Es kann dahingestellt bleiben, ob § 14 Abs. 2 Satz 2 SGB IV voraussetzt, dass Steuern und Beiträge kumulativ und vollständig nicht gezahlt wurden oder ob die Nichtzahlung von Beiträgen auf einzelne Entgelte bzw. Entgeltbestandteile oder zu einzelnen Versicherungszweigen ausreichen kann (offen gelassen auch von BSG, Urteil v. 19.11.2011, B 12 R 18/09 R, SozR 4-2400 § 14 Nr. 13). Denn § 14 Abs. 2 Satz 2 SGB IV setzt in subjektiver Hinsicht zumindest bedingten Vorsatz hinsichtlich des Vorenthaltens der Beiträge voraus (BSG a.a.O.; ebenso Senat, Beschluss v. 7.1.2011, a.a.O., juris-Rdnr. 31). Ein dahingehender Vorsatz des Antragstellers zum Zeitpunkt der Nichtentrichtung der Beiträge ist aber aus den bereits dargelegten Gründen hier nicht belegt.
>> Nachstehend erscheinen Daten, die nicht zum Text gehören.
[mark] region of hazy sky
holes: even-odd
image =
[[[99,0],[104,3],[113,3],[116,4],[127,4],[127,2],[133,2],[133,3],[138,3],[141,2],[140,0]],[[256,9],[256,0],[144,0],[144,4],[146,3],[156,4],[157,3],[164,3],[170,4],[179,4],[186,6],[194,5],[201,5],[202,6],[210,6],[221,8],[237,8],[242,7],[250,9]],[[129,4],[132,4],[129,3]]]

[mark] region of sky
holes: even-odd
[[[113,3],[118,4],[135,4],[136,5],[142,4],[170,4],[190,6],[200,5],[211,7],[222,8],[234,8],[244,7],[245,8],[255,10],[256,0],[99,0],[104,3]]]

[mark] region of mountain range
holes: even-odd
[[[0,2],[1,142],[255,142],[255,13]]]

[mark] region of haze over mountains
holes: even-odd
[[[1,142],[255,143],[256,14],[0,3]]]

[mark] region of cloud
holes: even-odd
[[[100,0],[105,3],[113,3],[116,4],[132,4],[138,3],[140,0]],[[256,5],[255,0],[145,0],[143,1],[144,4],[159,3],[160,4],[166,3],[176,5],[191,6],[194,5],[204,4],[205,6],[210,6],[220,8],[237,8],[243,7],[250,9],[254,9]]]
Im Rahmen des einstweiligen Rechtsschutzes ist es dem Senat nicht möglich, die zutreffende Höhe der Beitragsforderung zu berechnen. Der Senat hat daher im Rahmen seines Ermessens die aufschiebende Wirkung in vollem Umfang angeordnet. Für das weitere Verfahren - insbesondere für den Fall, dass die Antragsgegnerin einen ersetzenden Bescheid in Erwägung ziehen sollte - weist er vorsorglich darauf hin, dass die Beschäftigungsverhältnisse von dem Antragsteller lediglich pauschal mit 5 % zu versteuern waren.

4. Die Kostenentscheidung beruht auf § 197a Abs. 1 Satz 1 SGG in Verbindung mit § 154 Abs. 1 Verwaltungsgerichtsordnung. Die Festsetzung des Streitwertes für das Beschwerdeverfahren folgt aus § 197 a SGG in Verbindung mit §§ 52 Abs. 1, 53 Abs. 3 Nr. 4 Gerichtskostengesetz und berücksichtigt, dass im Verfahren des einstweiligen Rechtsschutzes, die Beitragsangelegenheiten betreffen, regelmäßig nur ein Bruchteil des Wertes der Hauptsache als Streitwert anzusetzen ist; auf die Ausführung des SG wird auch insoweit Bezug genommen.

Der Beschluss kann nicht mit der Beschwerde zum Bundessozialgericht angefochten werden (§ 177 SGG).